Protein tyrosine phosphatase 1B (PTP1B), a member of the PTP superfamily, inhibits insulin signaling by dephosphorylating the insulin receptor (IR) and its substrates (IRS), making it an important therapeutic target for diabetes and obesity, with potential applications in treating metabolic syndrome. Furthermore, studies have shown that inhibiting PTP1B may also hold promise in diseases such as Alzheimer's disease and fatty liver disease, and may exert therapeutic effects in cancer by suppressing oncogenic signaling pathways.

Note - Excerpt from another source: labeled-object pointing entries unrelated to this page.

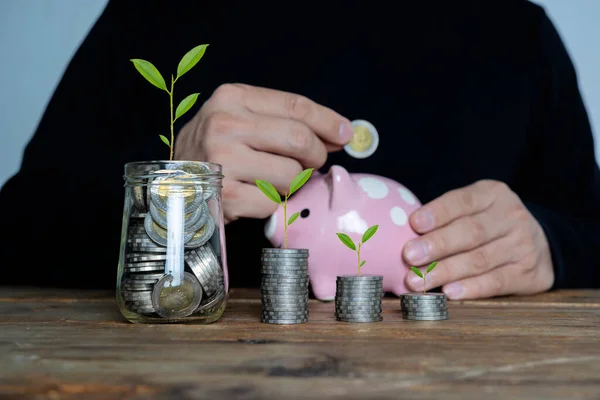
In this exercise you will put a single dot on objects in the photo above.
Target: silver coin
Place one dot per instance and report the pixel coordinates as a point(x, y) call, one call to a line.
point(284, 251)
point(159, 234)
point(179, 301)
point(423, 296)
point(359, 308)
point(359, 278)
point(209, 257)
point(153, 268)
point(202, 272)
point(354, 299)
point(139, 197)
point(139, 303)
point(201, 236)
point(160, 217)
point(203, 218)
point(425, 314)
point(136, 296)
point(301, 258)
point(140, 250)
point(358, 303)
point(360, 320)
point(441, 318)
point(134, 258)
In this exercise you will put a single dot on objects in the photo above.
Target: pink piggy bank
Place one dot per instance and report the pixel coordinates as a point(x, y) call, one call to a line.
point(348, 203)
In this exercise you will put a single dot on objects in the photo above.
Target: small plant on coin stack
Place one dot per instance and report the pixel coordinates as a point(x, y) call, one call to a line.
point(350, 244)
point(149, 71)
point(424, 306)
point(284, 284)
point(358, 297)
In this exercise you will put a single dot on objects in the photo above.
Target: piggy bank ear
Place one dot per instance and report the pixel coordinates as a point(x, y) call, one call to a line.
point(342, 188)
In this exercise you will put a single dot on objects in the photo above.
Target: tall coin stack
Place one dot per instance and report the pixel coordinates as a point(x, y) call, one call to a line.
point(358, 298)
point(424, 306)
point(284, 286)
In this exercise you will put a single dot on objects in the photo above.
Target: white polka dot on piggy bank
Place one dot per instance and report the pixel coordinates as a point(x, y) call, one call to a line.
point(349, 203)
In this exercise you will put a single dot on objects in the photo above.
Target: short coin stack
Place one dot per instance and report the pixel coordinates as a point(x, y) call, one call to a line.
point(424, 306)
point(284, 286)
point(358, 298)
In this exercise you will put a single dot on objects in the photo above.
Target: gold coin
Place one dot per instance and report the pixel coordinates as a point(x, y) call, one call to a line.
point(365, 139)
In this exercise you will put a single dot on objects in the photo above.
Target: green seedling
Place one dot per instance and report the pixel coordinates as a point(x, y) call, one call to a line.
point(272, 193)
point(350, 244)
point(149, 71)
point(418, 272)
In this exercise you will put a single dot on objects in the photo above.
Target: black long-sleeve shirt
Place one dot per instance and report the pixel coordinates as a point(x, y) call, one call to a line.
point(459, 91)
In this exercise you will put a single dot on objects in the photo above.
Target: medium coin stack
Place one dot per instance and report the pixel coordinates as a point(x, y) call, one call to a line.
point(358, 298)
point(284, 286)
point(144, 283)
point(424, 306)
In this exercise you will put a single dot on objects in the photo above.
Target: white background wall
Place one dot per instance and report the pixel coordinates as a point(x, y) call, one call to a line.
point(38, 37)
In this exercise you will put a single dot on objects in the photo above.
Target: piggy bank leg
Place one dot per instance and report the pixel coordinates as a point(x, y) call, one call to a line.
point(323, 286)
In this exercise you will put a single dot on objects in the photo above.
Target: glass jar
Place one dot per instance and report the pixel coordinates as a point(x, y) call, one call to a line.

However, developing inhibitors with selectivity and oral bioavailability remains a major challenge due to the positively charged, highly conserved catalytic site of the PTP superfamily and its strong structural similarity to homologous PTPs. PTP1B degraders represent a novel therapeutic strategy that specifically eliminates intracellular PTP1B protein through targeted degradation mechanisms. This approach aims to overcome the "undruggable" limitations of traditional inhibitors and may offer potential treatment avenues for various PTP1B-related diseases. This review summarizes recently reported PTP1B inhibitors and degraders, including natural products, derivatives of natural products, synthetic small molecules, dual-target inhibitors, as well as advances in PTP1B degraders. It aims to provide a foundation for the rational design and further investigation of PTP1B inhibitors and degraders.